# Advice please



## ozmigration (Sep 24, 2010)

Hello,

I have a full-time job offer from Alberta, Canadian company. I wanted to know if I would be eligible to apply for Permanent residency under Alberta Immigrant Nominee programme. 

If yes, what would be the process, can I apply directly for PR under this category from my home country or it can be applied for landing in Canada on a work visa. Is this state run visa have a quick process for PR?

Anyone having knowledge about it.

Thanks


----------



## WestCoastCanadianGirl (Mar 17, 2012)

Three things:

1) You need to apply for Express Entry. You can apply for this from outside of Canada.

2) Canada has _Provinces_ and not _States_. Australia has States and no, it is _not_ the same thing. Canada is Canada and Australia is Australia. Please get the terminology correct, especially when you arrive in Canada to live.

3) Please do not use text speak on the forum. 

Please see Rule 6

All posts on this site must be in English. Non-English language posts including abbreviations like text speak are not permitted on the forum.

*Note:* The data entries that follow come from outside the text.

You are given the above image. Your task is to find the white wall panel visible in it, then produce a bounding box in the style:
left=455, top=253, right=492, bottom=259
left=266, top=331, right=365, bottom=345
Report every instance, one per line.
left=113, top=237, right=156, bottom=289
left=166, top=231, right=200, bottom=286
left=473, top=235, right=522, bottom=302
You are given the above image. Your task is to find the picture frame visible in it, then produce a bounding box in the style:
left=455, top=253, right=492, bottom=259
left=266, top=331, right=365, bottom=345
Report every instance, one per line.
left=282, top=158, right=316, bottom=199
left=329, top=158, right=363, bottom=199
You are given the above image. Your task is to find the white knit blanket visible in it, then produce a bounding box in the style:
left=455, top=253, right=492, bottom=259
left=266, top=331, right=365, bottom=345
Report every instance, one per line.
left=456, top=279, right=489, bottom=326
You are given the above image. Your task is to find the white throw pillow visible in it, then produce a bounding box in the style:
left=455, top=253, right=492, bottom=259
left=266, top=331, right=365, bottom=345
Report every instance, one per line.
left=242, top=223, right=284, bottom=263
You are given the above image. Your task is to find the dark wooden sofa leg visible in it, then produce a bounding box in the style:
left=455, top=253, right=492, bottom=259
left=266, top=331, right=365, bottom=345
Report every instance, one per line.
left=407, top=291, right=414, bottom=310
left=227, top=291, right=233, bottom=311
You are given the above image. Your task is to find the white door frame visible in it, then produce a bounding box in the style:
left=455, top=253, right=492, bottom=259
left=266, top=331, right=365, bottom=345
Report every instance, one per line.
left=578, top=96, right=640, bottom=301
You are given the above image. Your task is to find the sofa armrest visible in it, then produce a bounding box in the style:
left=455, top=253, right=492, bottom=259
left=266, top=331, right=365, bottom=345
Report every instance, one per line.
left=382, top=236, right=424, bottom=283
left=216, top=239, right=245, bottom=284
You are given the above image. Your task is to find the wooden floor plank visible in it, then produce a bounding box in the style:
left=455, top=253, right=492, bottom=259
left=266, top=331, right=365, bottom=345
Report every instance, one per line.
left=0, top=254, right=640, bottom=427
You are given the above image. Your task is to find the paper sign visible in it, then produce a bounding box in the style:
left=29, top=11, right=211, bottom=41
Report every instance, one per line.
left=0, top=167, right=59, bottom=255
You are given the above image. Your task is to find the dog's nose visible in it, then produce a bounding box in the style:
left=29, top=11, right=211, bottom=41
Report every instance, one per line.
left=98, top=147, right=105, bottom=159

This includes not typing "plz" whenever you mean to say "please", "u" or "ur" for "you" or "your" etc.

This is an English only forum with many users whose first language is not English and use of text speak makes it more difficult for them to understand posts.


Good luck to you on your journey to Canada!


----------



## ozmigration (Sep 24, 2010)

Thanks for quick reply.

How much time does express entry approval take these days?


----------



## WestCoastCanadianGirl (Mar 17, 2012)

It depends on whether or not you receive an iTA.

Check out the video in the sticky at the top of this forum... it will give you an idea as to the process and the timeframe that CIC try to stick to.


----------



## colchar (Oct 25, 2011)

WestCoastCanadianGirl said:


> 3) Please do not use text speak on the forum.
> 
> Please see Rule 6
> 
> ...




I am _soooooooo_ tempted to post in text speak in order to bust your chops :eyebrows: 

Just in one of those weird moods today!


----------



## WestCoastCanadianGirl (Mar 17, 2012)

colchar said:


> I am _soooooooo_ tempted to post in text speak in order to bust your chops :eyebrows:
> 
> Just in one of those weird moods today!


You are lucky that infractions, while cumulative, expire after 60 days...


----------



## colchar (Oct 25, 2011)

WestCoastCanadianGirl said:


> You are lucky that infractions, while cumulative, expire after 60 days...



It would be so worth the infraction just for the lulz :eyebrows:

You do know, of course, that I am only teasing right?


----------



## WestCoastCanadianGirl (Mar 17, 2012)

colchar said:


> It would be so worth the infraction just for the lulz :eyebrows:
> 
> You do know, of course, that I am only teasing right?


That's the only reason why I didn't infract.


----------